Ишь ты, он еще «выкает»! Похоже, они не так уж близко знакомы. Небось, из тех, с кем она спала только в домах свиданий. Это несколько сужало область ее воспоминаний. Значит, он из тех, кто заставлял ее глотать кольца или серьги, принесенные в подарок; кто так горько рыдал у нее на плече, что смыл всю хну с волос (вот дуралей!); кто упрямо отказывался купить ей боа из белого песца и золотых рыбок, которые она через несколько дней все-таки заполучила, догадавшись клянчить их по-отдельности; который храбро заявил хозяйке, что это он разбил большое зеркало, тогда как это сделала она; который однажды, когда у нее еще были длинные волосы, завязал их (вечно они лезут к нам в волосы!) бесчисленными морскими узлами; который, наконец, однажды весь побагровел и умер в ее объятиях, от удара. Впрочем, это был единственный виденный ею мертвец, один из тех манекенов с багрово-синими лицами и красными руками, какие олицетворяли для нее покойников. Ну, что ж, может, и ей стоит обратиться к нему на «вы», так оно приличнее.

— Домой. Пойдете со мной?

— К вам?

Ну вот, все ясно. Теперь она признала голос. Голос того, кто хватал ее за голые ноги и вращал вокруг себя, точно флюгер; или нет, скорее того, кто, играя с нею в прятки, хитростью заманил в шкаф и запер там (ее нашли по чистой случайности); или, вернее, того — да, точно! — кто первым нарядил ее в кимоно, обул в афганские сапоги из красной кожи, надушил всю комнату «Днем дурмана» и поднес первую трубку опиума. И она взяла за руку этого мужчину — Гастона, который был весьма далек от мысли, что женщина, которую он кормит сухими бисквитами фирмы Гастона и консервами другой фирмы Гастона, ждет от него совсем не еды, а опиума или кокаина.
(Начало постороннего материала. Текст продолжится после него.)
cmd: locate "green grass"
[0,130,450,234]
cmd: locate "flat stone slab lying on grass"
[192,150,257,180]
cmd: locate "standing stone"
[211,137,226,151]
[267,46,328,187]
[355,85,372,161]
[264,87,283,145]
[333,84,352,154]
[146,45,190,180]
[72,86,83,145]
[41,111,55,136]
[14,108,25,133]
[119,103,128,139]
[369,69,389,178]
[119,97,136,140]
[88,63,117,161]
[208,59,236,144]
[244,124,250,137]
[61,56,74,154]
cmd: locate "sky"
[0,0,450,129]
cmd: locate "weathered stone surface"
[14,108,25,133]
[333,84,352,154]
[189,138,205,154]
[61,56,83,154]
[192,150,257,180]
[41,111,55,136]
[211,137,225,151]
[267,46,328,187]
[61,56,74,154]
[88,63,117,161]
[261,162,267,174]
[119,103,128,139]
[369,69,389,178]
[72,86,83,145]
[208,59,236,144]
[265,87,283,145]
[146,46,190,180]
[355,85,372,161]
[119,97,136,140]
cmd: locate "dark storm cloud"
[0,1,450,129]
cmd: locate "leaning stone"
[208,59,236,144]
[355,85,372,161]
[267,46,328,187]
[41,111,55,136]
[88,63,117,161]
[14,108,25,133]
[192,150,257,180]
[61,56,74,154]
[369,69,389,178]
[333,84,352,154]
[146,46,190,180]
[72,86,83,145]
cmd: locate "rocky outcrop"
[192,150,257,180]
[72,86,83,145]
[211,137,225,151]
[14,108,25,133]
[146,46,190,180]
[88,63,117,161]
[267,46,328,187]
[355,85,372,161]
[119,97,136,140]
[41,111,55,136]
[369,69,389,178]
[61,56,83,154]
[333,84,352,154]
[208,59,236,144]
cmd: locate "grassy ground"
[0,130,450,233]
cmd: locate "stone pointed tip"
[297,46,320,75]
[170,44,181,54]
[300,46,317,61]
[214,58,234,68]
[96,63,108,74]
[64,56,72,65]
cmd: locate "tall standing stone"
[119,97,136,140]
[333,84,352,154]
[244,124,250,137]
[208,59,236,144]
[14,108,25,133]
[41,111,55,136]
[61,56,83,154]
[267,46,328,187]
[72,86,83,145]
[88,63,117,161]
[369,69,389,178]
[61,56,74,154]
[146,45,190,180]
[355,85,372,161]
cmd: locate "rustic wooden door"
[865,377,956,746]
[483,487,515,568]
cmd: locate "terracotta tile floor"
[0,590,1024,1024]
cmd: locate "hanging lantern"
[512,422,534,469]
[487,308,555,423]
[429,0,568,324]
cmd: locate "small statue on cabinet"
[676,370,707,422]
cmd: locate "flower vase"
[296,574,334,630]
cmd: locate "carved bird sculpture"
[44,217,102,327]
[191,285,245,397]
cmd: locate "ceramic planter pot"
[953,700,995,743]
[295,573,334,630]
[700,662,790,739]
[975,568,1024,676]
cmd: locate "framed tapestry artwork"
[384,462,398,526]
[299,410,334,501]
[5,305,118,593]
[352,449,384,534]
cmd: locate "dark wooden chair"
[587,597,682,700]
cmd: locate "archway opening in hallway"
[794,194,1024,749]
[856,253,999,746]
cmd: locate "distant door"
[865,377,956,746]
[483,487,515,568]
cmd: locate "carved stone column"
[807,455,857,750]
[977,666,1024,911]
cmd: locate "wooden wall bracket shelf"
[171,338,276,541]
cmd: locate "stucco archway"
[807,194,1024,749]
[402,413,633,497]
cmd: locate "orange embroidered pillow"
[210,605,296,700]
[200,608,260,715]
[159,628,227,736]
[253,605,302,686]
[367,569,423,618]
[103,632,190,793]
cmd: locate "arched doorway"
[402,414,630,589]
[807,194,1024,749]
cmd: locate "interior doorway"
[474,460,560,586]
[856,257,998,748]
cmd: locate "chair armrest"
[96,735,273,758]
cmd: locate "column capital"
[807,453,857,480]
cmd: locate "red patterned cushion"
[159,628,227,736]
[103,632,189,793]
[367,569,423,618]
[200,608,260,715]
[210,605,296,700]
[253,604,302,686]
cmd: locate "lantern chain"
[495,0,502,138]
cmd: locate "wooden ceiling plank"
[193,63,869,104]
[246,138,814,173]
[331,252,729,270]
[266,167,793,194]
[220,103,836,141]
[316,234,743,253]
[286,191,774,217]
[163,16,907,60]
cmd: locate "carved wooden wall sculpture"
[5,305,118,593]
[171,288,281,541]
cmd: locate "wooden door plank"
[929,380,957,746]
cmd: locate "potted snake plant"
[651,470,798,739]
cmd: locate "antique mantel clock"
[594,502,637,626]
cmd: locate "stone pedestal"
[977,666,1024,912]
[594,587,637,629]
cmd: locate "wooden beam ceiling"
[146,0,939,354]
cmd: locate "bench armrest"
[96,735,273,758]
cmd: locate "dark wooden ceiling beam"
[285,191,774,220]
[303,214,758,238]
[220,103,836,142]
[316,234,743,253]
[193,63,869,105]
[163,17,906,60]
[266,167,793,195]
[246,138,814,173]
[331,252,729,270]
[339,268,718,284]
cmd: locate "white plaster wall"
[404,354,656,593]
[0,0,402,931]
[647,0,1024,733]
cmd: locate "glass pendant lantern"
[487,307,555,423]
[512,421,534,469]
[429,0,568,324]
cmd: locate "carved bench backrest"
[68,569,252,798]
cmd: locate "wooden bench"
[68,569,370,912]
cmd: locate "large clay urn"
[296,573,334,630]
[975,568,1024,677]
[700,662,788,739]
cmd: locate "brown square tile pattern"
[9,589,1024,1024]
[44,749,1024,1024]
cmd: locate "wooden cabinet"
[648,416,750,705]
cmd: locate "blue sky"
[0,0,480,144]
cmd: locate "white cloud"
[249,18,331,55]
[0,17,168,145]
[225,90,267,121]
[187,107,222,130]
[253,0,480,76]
Ах, до чего же он бравый и бесстрашный кавалер! Другие, что приносили ей порошок или смесь порошков, не осмеливались показываться с нею на улице, ибо она состояла на учете в полиции, да и у них тоже было рыльце в пушку. А этот — сразу видать, настоящий храбрец! Он не прятался от жандарма с ее улицы, столько раз приходившего к ней с обыском. Спокойно дышал свежим воздухом, останавливался полюбоваться утками в пруду. Только иногда начинал дрожать всем телом и у него вырывался вздох, похожий на рыдание. Ее мать, мамаша Кольдо, тоже вздыхала, будто рыдала; люди думали, у нее астма, а она попросту плакала; но этот… может, он не курил с утра? Вообще-то, он ничего из себя, симпатичный. Похож на того парня, что однажды силой заставил полицейского нюхнуть кокаину, только держится уверенней, солидней. Норма восхищалась этой прогулкой с мужчиной, среди бела дня, точно сова, которой вдруг понравился солнечный свет. В нем угадывались два достоинства, давно уже не попадавшиеся ей вместе, — скрытые сокровища души и открытая сила. И она прониклась к своему спутнику столь безграничным доверием, что с минуту упивалась этим чувством, как наркотиком, еще более сильным, чем другие, одновременно наслаждаясь и яркими бликами на крыше обсерватории, и дымками паровоза, который словно из лесу выехал (она даже сперва приняла его за одну из своих опиумных галлюцинаций), и чистым воздухом (давненько она им не дышала!). Это ощущение было таким острым, что впервые за многие годы ей действительно захотелось заняться любовью. Гастон же, со своей стороны, вверялся своей спутнице так же бездумно, как только что вверялся лошади… Где она теперь, та лошадка? Он вверялся или думал, что вверяется, простоте, непритязательности, суровой повседневной жизни простых людей. Вот так они и шли под руку, и каждый из них обманывался на счет другого: Норма, внезапно воспылавшая к этому человеку всеми чувствами, какими ее наделила жизнь с мужчинами и далекое прошлое до мужчин; Гастон, повстречавший совсем новое существо, ничего общего не имеющее с теми женщинами, которых он знал раньше, — с его кузинами и приятельницами, с его матерью и Нелли.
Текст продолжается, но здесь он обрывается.